Annexes — referenced by Article 51Article Annex XIII

Annex XIII: Criteria for Classification of GPAI Models with Systemic Risk

In effect since 2 Aug 20255 min readEUR-Lex verified Apr 2026

Annex XIII lists the criteria for classifying a GPAI model as having systemic risk under Article 51. It includes both quantitative indicators (notably the 10^25 FLOPs cumulative compute threshold that creates a rebuttable presumption) and qualitative criteria the AI Office considers when assessing high-impact capabilities.
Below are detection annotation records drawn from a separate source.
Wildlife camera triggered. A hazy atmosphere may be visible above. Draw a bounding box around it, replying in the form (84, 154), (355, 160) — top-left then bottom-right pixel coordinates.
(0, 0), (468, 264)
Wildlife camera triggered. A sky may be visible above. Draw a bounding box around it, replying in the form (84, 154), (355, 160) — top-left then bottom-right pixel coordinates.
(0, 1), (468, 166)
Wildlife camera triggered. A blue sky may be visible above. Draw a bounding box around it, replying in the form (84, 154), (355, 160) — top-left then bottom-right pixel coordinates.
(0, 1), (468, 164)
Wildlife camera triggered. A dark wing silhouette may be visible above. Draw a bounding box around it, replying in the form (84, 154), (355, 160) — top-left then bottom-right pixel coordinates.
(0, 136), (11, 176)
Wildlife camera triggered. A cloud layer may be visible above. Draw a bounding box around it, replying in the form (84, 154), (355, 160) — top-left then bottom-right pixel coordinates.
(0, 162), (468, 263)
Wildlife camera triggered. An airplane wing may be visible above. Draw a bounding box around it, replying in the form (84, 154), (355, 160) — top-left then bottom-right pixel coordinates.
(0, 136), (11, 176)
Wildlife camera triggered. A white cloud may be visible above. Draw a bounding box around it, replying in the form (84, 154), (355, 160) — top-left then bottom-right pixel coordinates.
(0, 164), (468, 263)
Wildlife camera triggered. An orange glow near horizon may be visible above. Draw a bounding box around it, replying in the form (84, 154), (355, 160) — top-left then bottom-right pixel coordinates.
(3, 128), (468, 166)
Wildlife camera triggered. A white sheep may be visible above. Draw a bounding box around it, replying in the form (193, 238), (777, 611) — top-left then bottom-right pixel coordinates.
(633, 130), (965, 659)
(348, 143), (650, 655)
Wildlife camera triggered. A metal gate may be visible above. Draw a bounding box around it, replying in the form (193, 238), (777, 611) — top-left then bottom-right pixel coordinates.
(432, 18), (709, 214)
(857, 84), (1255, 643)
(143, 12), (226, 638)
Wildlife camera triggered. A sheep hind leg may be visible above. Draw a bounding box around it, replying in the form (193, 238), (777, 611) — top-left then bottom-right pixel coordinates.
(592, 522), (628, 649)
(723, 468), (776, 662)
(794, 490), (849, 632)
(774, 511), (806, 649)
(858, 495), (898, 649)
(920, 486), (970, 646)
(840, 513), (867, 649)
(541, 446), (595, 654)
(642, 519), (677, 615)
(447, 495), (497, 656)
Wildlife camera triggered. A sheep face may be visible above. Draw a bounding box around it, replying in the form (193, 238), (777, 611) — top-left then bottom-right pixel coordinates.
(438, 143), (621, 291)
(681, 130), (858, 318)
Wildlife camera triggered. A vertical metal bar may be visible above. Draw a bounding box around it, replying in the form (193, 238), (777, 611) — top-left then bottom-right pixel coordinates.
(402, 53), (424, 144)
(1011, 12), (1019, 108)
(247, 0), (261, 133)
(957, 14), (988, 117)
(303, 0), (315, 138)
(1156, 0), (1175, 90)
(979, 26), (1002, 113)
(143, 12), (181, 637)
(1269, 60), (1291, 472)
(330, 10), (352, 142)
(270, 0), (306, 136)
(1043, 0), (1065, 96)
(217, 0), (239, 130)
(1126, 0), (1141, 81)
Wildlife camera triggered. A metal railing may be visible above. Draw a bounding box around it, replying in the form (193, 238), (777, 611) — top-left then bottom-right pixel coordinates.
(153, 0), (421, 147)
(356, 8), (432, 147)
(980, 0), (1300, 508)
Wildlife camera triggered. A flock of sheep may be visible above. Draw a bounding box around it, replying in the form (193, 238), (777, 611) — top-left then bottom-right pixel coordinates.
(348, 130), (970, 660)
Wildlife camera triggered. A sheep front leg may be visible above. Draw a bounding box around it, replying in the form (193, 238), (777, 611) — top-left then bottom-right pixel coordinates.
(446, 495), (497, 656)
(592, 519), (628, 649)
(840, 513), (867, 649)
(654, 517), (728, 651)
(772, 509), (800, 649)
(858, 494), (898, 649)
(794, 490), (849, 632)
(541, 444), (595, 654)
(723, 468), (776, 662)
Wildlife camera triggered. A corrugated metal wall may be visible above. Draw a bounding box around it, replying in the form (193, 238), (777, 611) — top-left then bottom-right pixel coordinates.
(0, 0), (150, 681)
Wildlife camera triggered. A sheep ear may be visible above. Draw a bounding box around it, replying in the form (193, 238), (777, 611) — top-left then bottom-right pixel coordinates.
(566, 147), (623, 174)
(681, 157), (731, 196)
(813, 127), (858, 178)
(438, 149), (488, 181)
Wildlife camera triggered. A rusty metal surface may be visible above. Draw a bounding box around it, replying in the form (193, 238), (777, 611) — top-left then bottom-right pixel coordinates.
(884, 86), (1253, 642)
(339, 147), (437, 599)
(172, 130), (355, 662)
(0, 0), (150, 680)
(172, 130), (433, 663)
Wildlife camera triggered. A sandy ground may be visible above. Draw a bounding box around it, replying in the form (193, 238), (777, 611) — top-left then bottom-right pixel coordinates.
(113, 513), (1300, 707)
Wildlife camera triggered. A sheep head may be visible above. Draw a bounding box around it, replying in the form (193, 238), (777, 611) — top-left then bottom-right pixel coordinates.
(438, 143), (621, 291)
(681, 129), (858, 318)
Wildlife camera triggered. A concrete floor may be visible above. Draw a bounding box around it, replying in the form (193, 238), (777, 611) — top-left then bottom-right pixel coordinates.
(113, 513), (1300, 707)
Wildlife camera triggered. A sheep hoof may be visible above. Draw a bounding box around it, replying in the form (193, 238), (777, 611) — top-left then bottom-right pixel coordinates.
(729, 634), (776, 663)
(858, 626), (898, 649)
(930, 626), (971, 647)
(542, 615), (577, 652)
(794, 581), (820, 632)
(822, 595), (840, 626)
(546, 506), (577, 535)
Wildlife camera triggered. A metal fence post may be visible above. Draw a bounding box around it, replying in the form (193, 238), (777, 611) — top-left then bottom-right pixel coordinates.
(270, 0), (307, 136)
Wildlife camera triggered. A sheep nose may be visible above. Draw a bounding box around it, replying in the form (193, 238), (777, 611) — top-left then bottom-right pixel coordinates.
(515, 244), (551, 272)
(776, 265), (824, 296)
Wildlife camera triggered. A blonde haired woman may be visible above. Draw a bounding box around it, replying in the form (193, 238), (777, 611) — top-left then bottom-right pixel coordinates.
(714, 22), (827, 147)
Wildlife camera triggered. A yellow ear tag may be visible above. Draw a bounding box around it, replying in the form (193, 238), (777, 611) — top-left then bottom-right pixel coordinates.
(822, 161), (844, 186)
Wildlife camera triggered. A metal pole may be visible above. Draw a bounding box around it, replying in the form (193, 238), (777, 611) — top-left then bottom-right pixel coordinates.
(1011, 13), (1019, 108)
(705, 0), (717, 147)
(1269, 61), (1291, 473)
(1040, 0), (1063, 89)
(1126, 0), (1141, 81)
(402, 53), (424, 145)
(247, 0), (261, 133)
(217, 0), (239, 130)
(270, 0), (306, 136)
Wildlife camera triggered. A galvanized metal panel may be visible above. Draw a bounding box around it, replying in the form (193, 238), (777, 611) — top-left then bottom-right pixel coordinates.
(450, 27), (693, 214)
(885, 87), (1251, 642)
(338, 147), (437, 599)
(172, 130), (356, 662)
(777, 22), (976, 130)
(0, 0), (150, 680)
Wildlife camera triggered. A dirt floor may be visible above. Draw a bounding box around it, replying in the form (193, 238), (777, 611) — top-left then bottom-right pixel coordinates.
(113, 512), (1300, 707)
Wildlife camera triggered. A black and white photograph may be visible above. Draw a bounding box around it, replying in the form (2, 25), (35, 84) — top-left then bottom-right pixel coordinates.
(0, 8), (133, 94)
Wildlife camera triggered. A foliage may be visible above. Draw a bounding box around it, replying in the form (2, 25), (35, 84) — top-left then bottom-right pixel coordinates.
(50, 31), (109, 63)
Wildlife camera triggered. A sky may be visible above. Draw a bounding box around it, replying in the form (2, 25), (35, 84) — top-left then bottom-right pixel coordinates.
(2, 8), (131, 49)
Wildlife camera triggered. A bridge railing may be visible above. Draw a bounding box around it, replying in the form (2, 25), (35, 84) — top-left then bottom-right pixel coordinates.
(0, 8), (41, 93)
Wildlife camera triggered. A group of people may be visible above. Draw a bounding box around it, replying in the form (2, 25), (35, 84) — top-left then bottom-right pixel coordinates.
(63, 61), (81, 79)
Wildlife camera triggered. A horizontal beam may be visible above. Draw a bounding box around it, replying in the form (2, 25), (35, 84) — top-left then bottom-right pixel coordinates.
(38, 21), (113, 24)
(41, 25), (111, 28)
The Commission may update these criteria via delegated acts under Article 97 as technology evolves.

Start free assessment All articles

Who does this apply to?

-Providers of GPAI models assessing whether they meet systemic-risk thresholds
-The AI Office and scientific panel for AI (applying and monitoring the criteria)
-Downstream providers integrating GPAI models who need to know systemic-risk status
-Compliance teams tracking threshold changes via Commission delegated acts

Scenarios

A new frontier model is trained with cumulative compute exceeding 10^25 floating-point operations.

Presumed to have systemic risk under Annex XIII / Article 51(2). Provider must notify the AI Office and comply with Article 55.

Ref. Annex XIII + Art. 51(2)

A model is below 10^25 FLOPs but achieves state-of-the-art scores on reasoning and code generation benchmarks with broad deployment across the EU.

The AI Office may still designate systemic risk based on qualitative criteria (high-impact capabilities, reach, number of users) even without crossing the compute threshold.

Ref. Annex XIII + Art. 51(1)(b)

The Commission adopts a delegated act lowering the FLOPs threshold to 10^24 after advances in training efficiency.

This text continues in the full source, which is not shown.